Core Architecture

The Proxy Structuring Engine (PSE) achieves its structural guarantees through a layered architecture that tightly integrates grammar definition, state tracking, and language model interaction at runtime.

flowchart TD
    A["User Schema Definition (Pydantic, JSON Schema, Custom SM)"]
    B("Structuring Engine <br/> (Python Interface)")
    A --> B
    C["Language Model Backend (e.g., PyTorch, MLX, etc.)"]
    B <-- "Modifies Logits <br/> Sample Next Token" --> C
    D[Tokenizer] <-- Tokenizer Aware Structure --> B

    subgraph PSE[" "]
        direction TB
        B -- Configures --> E["StateMachine <br/> (Hierarchical State Graph)"]
        E -- Defines Valid Transitions --> F["Steppers <br/> (Active State Navigators)"]
        B <-- "Advances Steppers <br/> Update State" --> F
    end

    F -- "Final Output" --> H["Guaranteed Structured Output"]

    class A,H terminal;
    class B,C,D,E,F state;

    classDef decision fill:#024645, stroke:#DAD0AF, border-color:#DAD0AF, color:#DAD0AF,shape:diamond;
    classDef state fill:#024645, stroke:#DAD0AF, border-color:#DAD0AF, color:#DAD0AF;
    classDef terminal fill:#024645, stroke:#DAD0AF, border-color:#DAD0AF, color:#DAD0AF,shape:stadium;

Key Components

User Schema Definition: Developers define the desired output structure using familiar Python tools like Pydantic models, standard JSON Schema, Python function signatures, or by composing PSE's base StateMachine types (Chain, Loop, etc.).
StructuringEngine (Python Interface): This is the main entry point. It takes the user's schema definition and the LLM's tokenizer. It translates the schema into the internal StateMachine representation and manages the interaction with the LLM during generation via the process_logits and sample hooks.
StateMachine (Core Concept): Represents the defined grammar as a hierarchical state graph. Each node is a state, and edges are transitions validated by potentially nested StateMachines. This graph defines all valid sequences of tokens according to the structure.
Stepper (Core Concept): Represents an active position or hypothesis within the StateMachine graph. The StructuringEngine maintains one or more active Steppers to track all possible valid paths through the grammar simultaneously. Steppers use the StateMachine to determine valid next moves.
Tokenizer: Provided by the user (typically from the LLM framework), used by the StructuringEngine to map between strings and token IDs for vocabulary lookups, token healing, and multi-token processing.
LLM Backend: The underlying language model (e.g., running via transformers).

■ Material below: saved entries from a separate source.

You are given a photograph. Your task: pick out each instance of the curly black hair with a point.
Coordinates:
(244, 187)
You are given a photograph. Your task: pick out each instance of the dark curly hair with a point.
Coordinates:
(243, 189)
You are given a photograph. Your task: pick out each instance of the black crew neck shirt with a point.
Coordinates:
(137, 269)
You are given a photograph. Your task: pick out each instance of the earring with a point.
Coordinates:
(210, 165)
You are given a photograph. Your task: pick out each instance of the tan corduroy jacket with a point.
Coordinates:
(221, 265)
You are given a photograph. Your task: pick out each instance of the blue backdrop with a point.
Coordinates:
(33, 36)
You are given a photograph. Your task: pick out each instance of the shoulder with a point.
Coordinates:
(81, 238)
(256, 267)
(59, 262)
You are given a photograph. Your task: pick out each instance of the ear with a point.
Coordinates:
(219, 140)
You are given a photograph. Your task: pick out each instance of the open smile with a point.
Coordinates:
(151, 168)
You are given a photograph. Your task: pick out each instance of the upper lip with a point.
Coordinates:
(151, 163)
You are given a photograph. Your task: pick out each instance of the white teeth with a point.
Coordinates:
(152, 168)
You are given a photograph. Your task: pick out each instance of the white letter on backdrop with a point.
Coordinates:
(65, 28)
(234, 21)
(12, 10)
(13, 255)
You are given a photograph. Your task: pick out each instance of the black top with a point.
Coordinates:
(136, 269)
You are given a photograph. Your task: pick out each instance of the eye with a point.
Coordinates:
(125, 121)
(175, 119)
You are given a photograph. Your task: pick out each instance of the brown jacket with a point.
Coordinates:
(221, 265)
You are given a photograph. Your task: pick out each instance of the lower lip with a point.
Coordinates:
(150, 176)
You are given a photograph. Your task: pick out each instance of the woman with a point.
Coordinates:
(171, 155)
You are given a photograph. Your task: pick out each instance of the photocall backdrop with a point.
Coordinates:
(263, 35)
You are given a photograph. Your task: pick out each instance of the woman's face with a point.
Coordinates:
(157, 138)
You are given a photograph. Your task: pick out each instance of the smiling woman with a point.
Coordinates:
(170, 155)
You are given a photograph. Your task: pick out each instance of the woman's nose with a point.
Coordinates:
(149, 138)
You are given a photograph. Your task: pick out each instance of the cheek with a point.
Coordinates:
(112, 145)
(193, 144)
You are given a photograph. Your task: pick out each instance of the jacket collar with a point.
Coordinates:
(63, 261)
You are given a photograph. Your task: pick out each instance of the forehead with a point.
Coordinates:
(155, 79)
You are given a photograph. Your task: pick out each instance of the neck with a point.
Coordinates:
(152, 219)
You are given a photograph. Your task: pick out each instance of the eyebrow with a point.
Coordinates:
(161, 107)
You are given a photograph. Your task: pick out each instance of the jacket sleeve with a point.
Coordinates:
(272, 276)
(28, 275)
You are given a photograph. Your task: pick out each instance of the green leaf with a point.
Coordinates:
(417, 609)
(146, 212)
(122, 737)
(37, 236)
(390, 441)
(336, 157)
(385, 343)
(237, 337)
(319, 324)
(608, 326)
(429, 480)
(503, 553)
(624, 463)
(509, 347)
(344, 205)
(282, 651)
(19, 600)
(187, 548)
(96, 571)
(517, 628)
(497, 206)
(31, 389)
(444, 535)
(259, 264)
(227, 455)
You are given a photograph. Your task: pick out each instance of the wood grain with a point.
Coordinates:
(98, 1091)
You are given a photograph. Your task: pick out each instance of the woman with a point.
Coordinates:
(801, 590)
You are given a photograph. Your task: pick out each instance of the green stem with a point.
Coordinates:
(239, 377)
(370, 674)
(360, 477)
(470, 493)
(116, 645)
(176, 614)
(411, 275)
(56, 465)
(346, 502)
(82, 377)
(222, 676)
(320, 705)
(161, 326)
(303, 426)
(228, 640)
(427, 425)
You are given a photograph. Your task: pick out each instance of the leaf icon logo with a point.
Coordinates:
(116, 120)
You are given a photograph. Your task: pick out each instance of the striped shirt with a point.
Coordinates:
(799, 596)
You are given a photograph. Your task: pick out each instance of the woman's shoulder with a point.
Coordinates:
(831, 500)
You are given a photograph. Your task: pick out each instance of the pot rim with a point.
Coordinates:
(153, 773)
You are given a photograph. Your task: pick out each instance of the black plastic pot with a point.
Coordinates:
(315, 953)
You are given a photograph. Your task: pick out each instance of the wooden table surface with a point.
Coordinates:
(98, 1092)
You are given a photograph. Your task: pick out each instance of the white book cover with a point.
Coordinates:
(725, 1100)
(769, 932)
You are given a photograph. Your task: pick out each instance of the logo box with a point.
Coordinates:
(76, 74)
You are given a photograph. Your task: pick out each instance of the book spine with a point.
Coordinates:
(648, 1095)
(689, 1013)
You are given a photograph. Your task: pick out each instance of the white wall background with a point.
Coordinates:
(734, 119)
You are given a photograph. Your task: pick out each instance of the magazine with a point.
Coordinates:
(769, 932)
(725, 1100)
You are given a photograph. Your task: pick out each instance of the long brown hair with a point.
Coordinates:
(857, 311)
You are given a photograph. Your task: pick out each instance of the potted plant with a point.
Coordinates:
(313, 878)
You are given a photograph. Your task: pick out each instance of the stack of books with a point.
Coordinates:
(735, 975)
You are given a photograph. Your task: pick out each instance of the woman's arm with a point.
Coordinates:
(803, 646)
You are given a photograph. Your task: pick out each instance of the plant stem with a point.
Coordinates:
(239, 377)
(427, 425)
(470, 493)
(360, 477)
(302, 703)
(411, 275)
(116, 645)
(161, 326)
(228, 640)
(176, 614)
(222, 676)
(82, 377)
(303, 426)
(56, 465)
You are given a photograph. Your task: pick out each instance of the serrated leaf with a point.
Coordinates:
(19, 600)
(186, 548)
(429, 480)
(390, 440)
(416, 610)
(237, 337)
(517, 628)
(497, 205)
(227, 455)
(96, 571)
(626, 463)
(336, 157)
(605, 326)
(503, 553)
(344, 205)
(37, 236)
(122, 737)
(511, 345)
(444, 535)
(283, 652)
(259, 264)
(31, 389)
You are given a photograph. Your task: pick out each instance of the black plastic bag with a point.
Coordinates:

PSE integrates by intercepting the logits before sampling.
Output Reconstruction: After generation finishes (a Stepper reaches an end state), the StructuringEngine uses the Stepper's history and tracked token IDs to reconstruct the final output string accurately and parse it into the desired Python object.

Runtime Enforcement Loop

The core guarantee comes from the tight loop during generation:

LLM generates logits for the next token.
StructuringEngine.process_logits queries all active Steppers for valid next tokens based on their current state in the StateMachine.
process_logits masks the logits, setting the probability of invalid tokens (those violating the grammar) to negative infinity.
StructuringEngine.sample takes the masked logits and uses a base sampler.
The sampled (guaranteed valid) token ID is used to advance the active Steppers to their next state(s) via Stepper.consume.
This loop repeats until an end state is reached.

This runtime enforcement ensures that every generated token strictly adheres to the structure defined by the StateMachine, eliminating the possibility of schema violations. Features like Token Healing and Multi-Token Processing add robustness and efficiency to this core loop.